Only 14 percent of patients achieved GRTD ≥50 percent for both ACE inhibitors/ARBs and β-blockers (successful up-titration), with 3 percent achieving 100 percent GRTD. [Eur J Heart Fail 2020;doi:10.1002/ejhf.1869]
When doses of both ACE inhibitors/ARBs and β-blockers were up to 1–49 percent GRTD, the risk of the composite outcome of all-cause mortality or HHF was lower than that with no treatment (hazard ratio [HR], 0.71, 95 percent confidence interval [CI], 0.61–0.84; p<0.001). This was further reduced when the dose of either drug was 50–99 percent GRTD and the other 1–49 percent GRTD (HR, 0.50 and 0.61 for 1–49 percent GRTD for β-blockers and ACE inhibitors/ARBs, respectively; p<0.001 for both). The reduced risk was also greater than that achieved with 100 percent GRTD for β-blockers alone (HR, 0.68; p=0.02) or ACE inhibitors/ARBs alone (HR, 0.71; p=0.03).
Patients who achieved 100 percent GRTD for both ACE inhibitors/ARBs and β-blockers experienced the greatest risk reduction (HR, 0.32, 95 percent CI, 0.26–0.39; p<0.001).
All-cause mortality risk was lowest among patients with 100 percent GRTD for both ACE inhibitors/ARBs and β-blockers (HR, 0.19; p<0.001) compared with untreated patients, followed by 50–99 percent GRTD for ACE inhibitors/ARBs and 100 percent for β-blockers (HR, 0.27; p<0.001).
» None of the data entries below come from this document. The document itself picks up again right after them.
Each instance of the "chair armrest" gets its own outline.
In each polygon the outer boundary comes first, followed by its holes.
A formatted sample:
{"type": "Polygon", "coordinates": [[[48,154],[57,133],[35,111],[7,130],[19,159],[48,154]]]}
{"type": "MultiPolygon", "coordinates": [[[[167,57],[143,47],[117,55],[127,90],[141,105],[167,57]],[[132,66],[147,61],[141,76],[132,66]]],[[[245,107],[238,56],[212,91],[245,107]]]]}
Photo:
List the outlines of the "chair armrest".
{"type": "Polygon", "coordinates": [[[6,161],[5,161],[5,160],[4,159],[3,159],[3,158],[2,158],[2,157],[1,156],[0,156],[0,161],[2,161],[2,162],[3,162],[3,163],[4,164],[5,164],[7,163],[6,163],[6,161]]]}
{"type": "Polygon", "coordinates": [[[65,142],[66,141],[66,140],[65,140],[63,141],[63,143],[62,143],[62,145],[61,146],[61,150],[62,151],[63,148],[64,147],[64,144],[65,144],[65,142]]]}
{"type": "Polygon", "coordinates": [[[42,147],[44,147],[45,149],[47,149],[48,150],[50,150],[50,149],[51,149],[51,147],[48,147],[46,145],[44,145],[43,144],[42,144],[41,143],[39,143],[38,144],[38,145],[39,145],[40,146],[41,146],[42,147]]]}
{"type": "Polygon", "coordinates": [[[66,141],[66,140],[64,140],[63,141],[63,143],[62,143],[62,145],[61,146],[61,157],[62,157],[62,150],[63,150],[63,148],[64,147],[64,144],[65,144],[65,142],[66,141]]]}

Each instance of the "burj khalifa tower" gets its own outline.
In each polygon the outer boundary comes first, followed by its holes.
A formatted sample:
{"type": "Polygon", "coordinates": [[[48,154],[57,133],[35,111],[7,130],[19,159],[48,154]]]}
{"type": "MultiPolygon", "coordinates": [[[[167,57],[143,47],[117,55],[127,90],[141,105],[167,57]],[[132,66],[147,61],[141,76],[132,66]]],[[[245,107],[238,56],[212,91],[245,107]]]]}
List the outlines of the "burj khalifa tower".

Achieving 100 percent GRTD for ACE inhibitors/ARBs alone did not significantly affect mortality risk (HR, 0.75; p=0.11), while increasing doses of β-blockers alone led to decreasing mortality risk (HR, 0.75; p=0.006, HR, 0.65; p=0.004, and HR, 0.40; p<0.001 for 1–49, 50–99, and 100 percent GRTD, respectively). Achieving 100 percent GRTD of both drugs did not affect HHF risk (HR, 0.85; p=0.17).
“[A]lthough the best outcomes were observed in patients attaining 100 percent GRTD for both ACE inhibitors/ARBs and β-blockers, such combined maximal up-titration was rarely achieved [in both Europe and Asia],” noted the authors. There are a multitude of reasons for this including cost, drug intolerance or adverse effects, polypharmacy, and poor compliance.
“Our results [also] suggest that up-titration to even sub-target doses of both ACE inhibitors/ARBs and β-blockers was associated with better outcomes than full up-titration to 100 percent target doses of a single drug class (with either none or very low doses of the other drug class),” they continued.
“[The findings imply] that when faced with the clinical conundrum of up-titrating both drugs vs up-titrating only one of the drugs to maximal target doses, the former may be a preferable approach,” they said.